The footprints remain of the mysterious humans who lived in New Mexico so many eons ago and it reminds me of the passage in G.K.Chesterton’s The Everlasting Man where he discusses the conventional picture of the cave man as being a simian, inarticulate brute whereas in fact, the one thing we really do know about the cave man, from the cave paintings at Lascaux–and recently discovered in Indonesia is that he was an artist.

In Mircea Eliade’s work on world religions he observes that the very little information we have about the most primitive human beings is from the information gathered by archeologists when they open the tombs of the prehistoric humans. What they find is evidence of artistry, craftsmanship and religion. Artistry and craftsmanship in the weapons, crowns and ornaments that are buried with the long lost kings and evidence of religion in that they were clearly buried according to some sort of ritual and with a belief in the afterlife–that they were buried with bowls of food, some of the marks of their status or amulets and trinkets for their journey to the other side.

Ancient man was therefore not so different, at heart from us. In fact, a good argument can be made that they were, in some ways, more advanced than us. They may not have had cell phones and jet planes and the internet, but they understood their connections with the earth, with the stars and the heavens in an intuitive way that we have lost. I’m not falling into the “noble savage” fallacy here–if they had some knowledge we don’t have they also have the brute instincts we have. Graves are found of warriors with arrow still in them and others suffering from horrible wounds of torture and battle.

By the way, why not take a break today and read (or re-read) this great chapter from Chesterton’s classic? You can find it here:

The point of Chesterton’s chapter is that the idea of primitive man as being so very different (and inferior) to us is a narrative dependent on various philosophies that undermine our modern, secular world. One is Darwinism and along with this the poison of progressivism–both of these philosophies assume an unrelenting upward surge of nature until at last we reach the climax of perfection: modern man. Everything else was brutal, basic and animalistic until we reach you and me who are just wonderful.

At the same time we are led to believe in Roussau’s idea of the noble savage–that the tribal person living in primitive conditions in the jungle is somehow more noble than we are. He has not been corrupted by society and “shock horror”! organized religion.

Whenever you find two ideas that are absolutely contradictory abiding within the same ideology you know you are looking at a diabolical lie.

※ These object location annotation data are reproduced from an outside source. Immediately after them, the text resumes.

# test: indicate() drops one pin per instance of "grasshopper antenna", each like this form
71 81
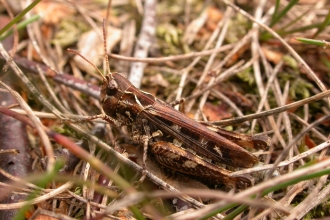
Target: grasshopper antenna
105 49
97 69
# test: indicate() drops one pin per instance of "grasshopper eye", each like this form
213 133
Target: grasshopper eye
112 88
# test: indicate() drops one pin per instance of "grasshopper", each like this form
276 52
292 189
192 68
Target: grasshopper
176 141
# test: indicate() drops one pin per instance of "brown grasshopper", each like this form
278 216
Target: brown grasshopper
176 141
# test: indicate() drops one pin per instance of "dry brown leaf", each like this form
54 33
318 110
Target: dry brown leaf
309 142
216 112
272 55
53 12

Satan always does this. He loves to play with two hands and will slip in one lie that contradicts the other and you’re not supposed to notice.

The simple fact is that a human is a human is a creation of God in his image and likeness. Whether they are low tech children hop skipping and jumping over the footprints of giant sloths or ancient Britons building Stonehenge to chart the movements of the stars or techies in Silicon Valley making the latest smart phone–we are all children of the heavenly father–part ape and part angel–all fallen into the gutter but gazing at the stars,  all created good, but needing salvation.